第四十三話
目の前からやって来たのは蛍光灯を押しつぶしてやってくる津波だった。
慌ててレンジと共に隣の部屋に逃げ込んでドアを閉めると『バンッ』と何かがぶつかったので、床を見ると水が浸入してきたが、やがてゆっくりとこの水が何なのか理解した。
「ちっ、カドクラめ、また同じ手を使いやがった!!」
ゆっくりと顔が形成したのを見たレンジは踏み潰すが、水はまだまだ入ってくるので駆け寄って来た。
「どうすんだよ?」
「一旦逃げますよ」
「ここまで来て逃げんのかよ!?」
「勘違いしないでください、ここは狭すぎますからね、飛び降りるだけです」
そう言いながら、窓を開けようとした時である、何かが横切ったと共に窓枠が歪んだ。
「逃げようとは、私に用があるのじゃなかったのかね?」
湿り気を感じながら振り向く。
すると水は、カドクラの姿を形成していた。
そして、さっきの態度とは裏腹に身体が徐々に色づいて元の衣服を着た姿に戻ると、カドクラは少し左に顔を傾けた。
すると右の肩の辺りが膨張して、誰かの顔を作り上げて、まるでカドクラにゴマをするように言った。
「おい、キミ、用がないというのは、それは次期市長のカドクラ様に失礼じゃないか?」
「まあまあ、待ちたまえ、選挙はまだやってないじゃないか、話くらい聞いてやろうじゃないか?」
「はっ、お前らに何を話せってんだよ?」
だが、レンジの悪態はそこまでだった。彼も目で見てわかったのだろう。
カドクラの身体は水のようになった、それだけではなかった。身体も一回り大きくなって、明らかに『肥大化』していた。
「…こんな気味の悪いヤツと話なんか出来るか!!」
レンジは自分の中にある戸惑いを隠すようにナイフを投げつける。
「危ないじゃないか!!
こんなモノを投げつけて、もし私に当たったらどうするのだね。
まったく…
んっ、どうしたのかね?」
「カドクラ様、きっと悪い事をしたと思ったのですよ」
外れたと思ったのか床に落ちたナイフを見て笑っていたが、そうではなかった。
カドクラが避けようと身を屈めた時、再度、身体は水の色になったが確かに突き刺さった。
しかし、水の入った水槽の中に石を投げ入れた時のようにナイフが速度を失って、太った身体の中を通って落ちていったので完全にレンジは戸惑っていた。

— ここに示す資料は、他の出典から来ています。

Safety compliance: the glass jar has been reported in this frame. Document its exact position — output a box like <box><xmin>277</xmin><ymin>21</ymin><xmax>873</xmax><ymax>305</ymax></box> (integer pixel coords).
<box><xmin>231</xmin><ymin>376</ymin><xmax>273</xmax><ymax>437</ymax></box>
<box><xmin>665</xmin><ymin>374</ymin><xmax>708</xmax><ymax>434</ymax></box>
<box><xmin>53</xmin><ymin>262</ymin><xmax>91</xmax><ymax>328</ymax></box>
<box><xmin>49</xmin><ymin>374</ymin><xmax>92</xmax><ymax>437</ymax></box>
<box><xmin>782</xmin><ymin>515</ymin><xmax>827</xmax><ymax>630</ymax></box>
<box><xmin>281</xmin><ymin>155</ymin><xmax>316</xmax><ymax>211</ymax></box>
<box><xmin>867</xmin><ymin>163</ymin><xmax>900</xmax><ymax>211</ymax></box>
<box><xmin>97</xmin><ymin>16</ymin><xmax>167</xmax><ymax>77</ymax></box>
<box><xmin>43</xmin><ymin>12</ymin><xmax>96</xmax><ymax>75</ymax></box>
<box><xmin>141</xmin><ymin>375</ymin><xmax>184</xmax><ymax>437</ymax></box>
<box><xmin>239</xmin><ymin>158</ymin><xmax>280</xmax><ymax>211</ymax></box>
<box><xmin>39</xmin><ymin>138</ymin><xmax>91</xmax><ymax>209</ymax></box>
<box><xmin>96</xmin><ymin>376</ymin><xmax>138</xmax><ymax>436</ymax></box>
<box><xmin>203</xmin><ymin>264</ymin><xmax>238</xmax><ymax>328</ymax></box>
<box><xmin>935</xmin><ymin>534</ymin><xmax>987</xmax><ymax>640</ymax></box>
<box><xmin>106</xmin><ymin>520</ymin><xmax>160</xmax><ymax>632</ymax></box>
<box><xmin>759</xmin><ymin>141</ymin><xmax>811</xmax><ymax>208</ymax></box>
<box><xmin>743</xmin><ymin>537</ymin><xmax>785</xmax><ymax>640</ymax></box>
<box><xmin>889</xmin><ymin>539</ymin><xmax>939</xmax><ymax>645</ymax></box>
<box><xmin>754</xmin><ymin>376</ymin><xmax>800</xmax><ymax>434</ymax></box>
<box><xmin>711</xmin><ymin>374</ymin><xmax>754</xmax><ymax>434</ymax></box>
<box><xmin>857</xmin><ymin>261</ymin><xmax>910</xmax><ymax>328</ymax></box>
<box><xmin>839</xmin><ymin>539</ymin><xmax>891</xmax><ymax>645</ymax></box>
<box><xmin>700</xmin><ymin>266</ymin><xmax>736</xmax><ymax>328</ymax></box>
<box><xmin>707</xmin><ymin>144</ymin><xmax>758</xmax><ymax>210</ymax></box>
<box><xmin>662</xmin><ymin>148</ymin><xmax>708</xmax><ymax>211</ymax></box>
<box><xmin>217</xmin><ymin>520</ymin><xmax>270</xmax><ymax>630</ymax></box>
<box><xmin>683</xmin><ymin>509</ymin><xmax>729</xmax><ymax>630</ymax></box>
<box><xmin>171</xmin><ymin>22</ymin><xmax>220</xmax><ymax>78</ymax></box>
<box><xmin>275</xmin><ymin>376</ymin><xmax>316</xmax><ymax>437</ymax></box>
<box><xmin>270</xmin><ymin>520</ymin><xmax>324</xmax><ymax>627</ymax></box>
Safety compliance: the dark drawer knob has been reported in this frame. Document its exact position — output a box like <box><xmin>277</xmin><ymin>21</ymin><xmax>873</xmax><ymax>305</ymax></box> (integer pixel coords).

「んっ、どうしたのだね、私も大人だ。話くらい聞こうじゃないか?」
明らかに話くらい聞くだけの態度をとり、一回り大きくなった身体で見下しているとあまりの圧迫感でレンジは動けなくなっていた。
「レンジさん!!」
ワザとガラスを置物で割って大きな音を立てて、こちらを振り向かせると闇で引っ張って強引に飛び降りた。

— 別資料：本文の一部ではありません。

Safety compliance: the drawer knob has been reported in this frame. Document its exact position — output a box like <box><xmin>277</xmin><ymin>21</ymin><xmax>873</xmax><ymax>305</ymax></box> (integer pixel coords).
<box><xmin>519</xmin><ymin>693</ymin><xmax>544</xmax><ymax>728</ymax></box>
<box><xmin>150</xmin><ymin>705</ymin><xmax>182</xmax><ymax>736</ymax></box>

二階から飛び降りたくらいだったが、木の枝に引っかかりながら着地は最悪な中、レンジをかばいつつ弾んでいた。
「頬から血が、すいません」
「いや、いい気付けだ、助かった」
衝撃が取れて周囲を見渡したすと、さらに最悪だと思ったのはその時だった。
何かが自分の頭上を飛び越えて、それは噴水の中に飛込んだ。
「水というのは、おいしいものなのだな」
「ええ、実に馴染みますな」
自分のいる距離は『あれ』が今まで話していた時に、想定された声の大きさが聞き取れない距離だったがはっきりと聞き取れた。
『ぐびぐび』という、はしたない音を立てて飲む『あれ』は徐々に身体を大きくさせて、とうとう三階くらいに達して窓ガラスに映った自分の姿をみて言った。